Сначала Гульназ ждала, что Ладова объявится сама: подруги перезванивались довольно часто. Но в этот раз Василиса не подавала никаких признаков жизни. «Чует, кошка, чье мясо съела», – усмехнулась Гулька и набрала номер Хазова. Трубку снял Андрей Александрович.
– Андрей Саныч, я вас приветствую, – заворковала Бектимирова. – Удобно говорить?
– Удобно, Гулечка, – заверил ее Хазов, и голос его прозвучал абсолютно спокойно.
– Я вот по какому поводу, – застрекотала Гульназ и быстро перешла к делу: – Андрей Саныч, извините, но я все знаю…
– Что? – вопрос Хазова поставил ее в тупик.

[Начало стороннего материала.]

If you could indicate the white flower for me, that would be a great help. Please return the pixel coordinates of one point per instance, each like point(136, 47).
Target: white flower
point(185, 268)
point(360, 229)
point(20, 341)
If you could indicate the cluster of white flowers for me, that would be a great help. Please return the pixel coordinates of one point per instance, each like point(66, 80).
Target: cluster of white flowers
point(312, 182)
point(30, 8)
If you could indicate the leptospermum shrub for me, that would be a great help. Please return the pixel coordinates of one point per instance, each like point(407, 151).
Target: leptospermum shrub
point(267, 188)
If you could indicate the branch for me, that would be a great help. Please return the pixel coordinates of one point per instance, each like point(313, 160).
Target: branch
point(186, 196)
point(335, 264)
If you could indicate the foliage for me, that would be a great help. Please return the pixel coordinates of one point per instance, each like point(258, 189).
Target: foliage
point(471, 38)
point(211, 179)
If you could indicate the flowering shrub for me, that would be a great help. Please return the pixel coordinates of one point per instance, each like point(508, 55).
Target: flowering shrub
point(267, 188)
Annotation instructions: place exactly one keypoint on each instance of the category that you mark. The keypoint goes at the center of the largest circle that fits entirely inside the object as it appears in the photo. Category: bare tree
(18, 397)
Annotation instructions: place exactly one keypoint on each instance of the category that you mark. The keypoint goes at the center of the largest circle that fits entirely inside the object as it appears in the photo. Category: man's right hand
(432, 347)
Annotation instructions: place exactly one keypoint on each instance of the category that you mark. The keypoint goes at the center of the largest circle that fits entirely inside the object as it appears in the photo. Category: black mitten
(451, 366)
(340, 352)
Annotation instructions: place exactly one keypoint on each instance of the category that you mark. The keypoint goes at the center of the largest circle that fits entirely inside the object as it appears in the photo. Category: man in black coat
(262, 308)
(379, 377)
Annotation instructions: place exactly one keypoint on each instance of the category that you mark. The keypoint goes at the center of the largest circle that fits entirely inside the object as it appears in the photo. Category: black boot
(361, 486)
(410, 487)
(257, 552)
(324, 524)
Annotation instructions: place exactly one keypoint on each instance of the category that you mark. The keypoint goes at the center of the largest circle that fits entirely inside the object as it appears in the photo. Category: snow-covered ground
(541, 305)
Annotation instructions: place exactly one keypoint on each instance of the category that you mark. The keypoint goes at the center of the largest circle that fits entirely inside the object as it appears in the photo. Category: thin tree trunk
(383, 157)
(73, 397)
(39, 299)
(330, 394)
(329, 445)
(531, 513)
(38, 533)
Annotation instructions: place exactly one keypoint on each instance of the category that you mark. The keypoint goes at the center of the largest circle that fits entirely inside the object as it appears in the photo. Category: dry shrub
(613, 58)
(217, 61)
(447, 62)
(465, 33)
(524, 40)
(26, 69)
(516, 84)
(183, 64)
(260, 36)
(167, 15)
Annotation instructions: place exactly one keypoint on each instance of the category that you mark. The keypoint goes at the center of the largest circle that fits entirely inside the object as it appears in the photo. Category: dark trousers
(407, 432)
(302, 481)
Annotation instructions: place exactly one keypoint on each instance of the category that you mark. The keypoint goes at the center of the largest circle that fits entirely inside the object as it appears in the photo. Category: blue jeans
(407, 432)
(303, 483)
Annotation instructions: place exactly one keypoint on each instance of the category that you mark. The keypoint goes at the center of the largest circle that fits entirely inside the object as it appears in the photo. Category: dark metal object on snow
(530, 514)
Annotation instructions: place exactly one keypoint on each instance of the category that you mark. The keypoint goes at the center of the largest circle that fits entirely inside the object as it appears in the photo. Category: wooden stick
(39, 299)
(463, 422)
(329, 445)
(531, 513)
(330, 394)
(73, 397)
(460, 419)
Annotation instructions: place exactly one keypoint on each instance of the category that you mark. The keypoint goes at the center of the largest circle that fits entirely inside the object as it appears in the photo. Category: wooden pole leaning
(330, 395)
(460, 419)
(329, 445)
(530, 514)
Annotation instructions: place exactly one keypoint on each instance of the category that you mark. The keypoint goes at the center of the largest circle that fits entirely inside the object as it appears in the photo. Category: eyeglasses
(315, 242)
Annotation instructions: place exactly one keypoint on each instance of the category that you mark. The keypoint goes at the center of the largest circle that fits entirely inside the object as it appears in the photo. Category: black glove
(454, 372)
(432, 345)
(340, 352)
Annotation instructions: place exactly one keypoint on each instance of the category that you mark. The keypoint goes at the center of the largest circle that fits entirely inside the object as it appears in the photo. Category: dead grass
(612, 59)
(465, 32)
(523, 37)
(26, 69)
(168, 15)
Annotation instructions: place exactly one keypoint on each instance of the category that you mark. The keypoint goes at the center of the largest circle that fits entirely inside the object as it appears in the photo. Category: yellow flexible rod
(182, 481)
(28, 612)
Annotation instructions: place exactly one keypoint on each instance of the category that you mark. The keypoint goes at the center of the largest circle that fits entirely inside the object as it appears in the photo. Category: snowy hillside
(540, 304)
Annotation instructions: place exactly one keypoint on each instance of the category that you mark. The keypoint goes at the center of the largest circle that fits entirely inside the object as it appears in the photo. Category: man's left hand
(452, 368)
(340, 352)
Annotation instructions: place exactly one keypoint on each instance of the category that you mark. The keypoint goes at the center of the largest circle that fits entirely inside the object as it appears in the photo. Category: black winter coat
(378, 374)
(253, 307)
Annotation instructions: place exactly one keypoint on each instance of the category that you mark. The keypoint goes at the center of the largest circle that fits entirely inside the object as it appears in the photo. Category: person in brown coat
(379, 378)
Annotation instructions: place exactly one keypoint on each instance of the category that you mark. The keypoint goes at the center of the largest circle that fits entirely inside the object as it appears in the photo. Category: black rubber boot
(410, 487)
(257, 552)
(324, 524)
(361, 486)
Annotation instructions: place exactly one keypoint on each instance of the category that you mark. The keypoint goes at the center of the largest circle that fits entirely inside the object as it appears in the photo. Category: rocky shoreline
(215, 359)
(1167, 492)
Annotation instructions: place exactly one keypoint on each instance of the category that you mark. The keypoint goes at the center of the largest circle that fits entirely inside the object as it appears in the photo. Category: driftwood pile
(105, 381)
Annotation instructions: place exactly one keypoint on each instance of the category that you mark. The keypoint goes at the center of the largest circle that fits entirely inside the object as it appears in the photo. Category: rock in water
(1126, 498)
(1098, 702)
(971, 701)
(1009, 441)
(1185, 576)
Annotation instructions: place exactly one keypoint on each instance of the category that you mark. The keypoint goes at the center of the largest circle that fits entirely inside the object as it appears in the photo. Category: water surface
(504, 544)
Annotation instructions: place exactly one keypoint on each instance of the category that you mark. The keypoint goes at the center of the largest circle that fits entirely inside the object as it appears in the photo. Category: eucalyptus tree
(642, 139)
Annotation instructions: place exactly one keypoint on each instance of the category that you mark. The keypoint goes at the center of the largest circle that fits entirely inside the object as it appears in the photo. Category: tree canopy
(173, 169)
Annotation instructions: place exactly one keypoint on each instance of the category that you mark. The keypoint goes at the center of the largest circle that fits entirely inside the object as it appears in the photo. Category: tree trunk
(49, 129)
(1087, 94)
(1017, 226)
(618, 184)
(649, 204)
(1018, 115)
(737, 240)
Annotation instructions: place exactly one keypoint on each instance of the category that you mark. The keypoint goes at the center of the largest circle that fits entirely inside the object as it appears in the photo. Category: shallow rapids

– Как что? – воскликнула Гулька. – Вы и Васька…
– Ну…
– Андрей Саныч, – Гульназ стушевалась, – скажите ей, чтобы она поговорила с родителями. Они волнуются.
– По какому поводу? – хладнокровно поинтересовался Хазов.
От этих слов Юлькиного отца Бектимирова оторопела, а потом взорвалась:
– Блин, Андрей Саныч, я вас, конечно, очень уважаю, но так тоже нельзя!
– Как?
– Вот так, как вы с Васькой. Я конечно, понимаю: любовь, страсть, все такое. Но родители-то в чем провинились? Как-то это странно, вам не кажется, каждый вечер уходить ночевать к любовнику и при этом ни слова не говорить самым близким людям.
– Я ей не любовник, Гуля, – поправил ее Андрей Александрович. – Я ей муж.
Впервые Бектимирова не нашлась, что ответить и просто молчала, прижав трубку к уху.
– Спасибо за звонок. Я тебя услышал, – коротко бросил Хазов и нажал на рычаг.
– Гулька? – безошибочно определила спустившаяся сверху Василиса и уселась на последней ступеньке винтовой лестнице. «Как Аня», – подумал Андрей Александрович, испытывая странное чувство «повторения пройденного».